Brussels (Brussels Morning) Iran’s Guardian Council named seven approved candidates as eligible to contest the upcoming 18 June presidential elections, a move that barred most of the allies of the outgoing moderate president Hassan Rouhani, AP reports
Rouhani is unable to run again having served two full terms. However, the candidates selected by the Guardian Council indicate that the country’s Supreme Leader Ayatollah Ali Khamenei is looking for a more hardline politician as Rouhani’s replacement.
A moderate, Rouhani was credited with sealing the Iran nuclear treaty – the Joint Comprehensive Plan of Action (JCPOA) – in 2015, which freed the country from economic sanctions and allowed its economy to start recovering. However, once former US President Donald Trump pulled the country from the treaty and reintroduced sanctions against Tehran, Rouhani’s allies became increasingly sidelined.

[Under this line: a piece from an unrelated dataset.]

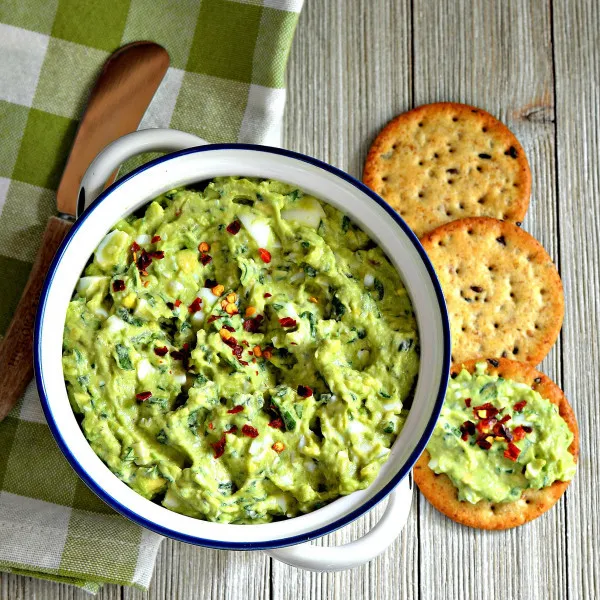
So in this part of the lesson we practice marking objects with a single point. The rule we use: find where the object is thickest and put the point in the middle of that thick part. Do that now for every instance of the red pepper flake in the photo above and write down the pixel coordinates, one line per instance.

Allies barred from running
One such was former parliament Speaker Ali Larijani, who allied with Rouhani in recent years, presenting himself as a pragmatic candidate, willing to back the JCPOA, currently being renegotiated in talks with other world powers in Vienna. However, the Guardian Council refused to clear Larijani as an election candidate. The Council also barred former President Mahmoud Ahmadinejad from running again, as well as Rouhani’s reformist senior vice president Eshaw Jahangiri.

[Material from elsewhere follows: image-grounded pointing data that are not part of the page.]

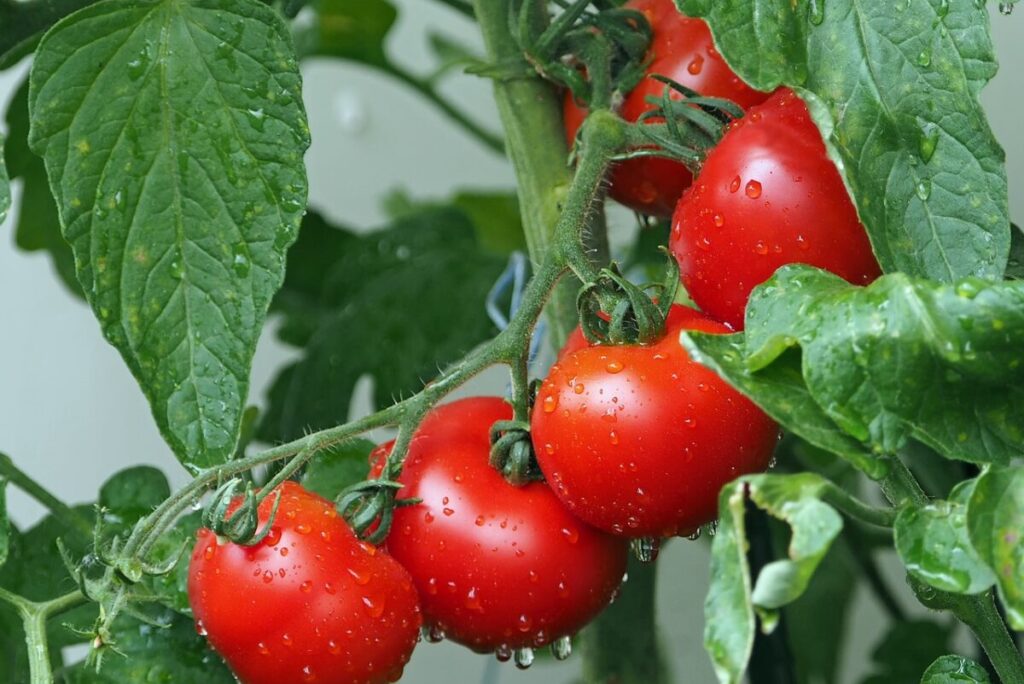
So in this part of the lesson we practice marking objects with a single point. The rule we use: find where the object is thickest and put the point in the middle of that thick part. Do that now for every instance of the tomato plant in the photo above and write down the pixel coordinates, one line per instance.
(309, 602)
(498, 567)
(638, 440)
(767, 196)
(683, 50)
(848, 242)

Among the seven named candidates, the country’s current head of judiciary, hardline cleric Ebrahim Raisi, is being presented by the state television as the front runner. The hardliner, linked to the mass executions in 1988, is believed to be a favourite of Khamenei.
Raisi is in charge of a justice system that has been a target of constant criticism from both global watchdogs and western diplomats, given the country’s record for having one of the highest death penalty conviction rates as well as its notoriety for incarcerating dual nationals on dubious charges in order to use them as bargaining chips.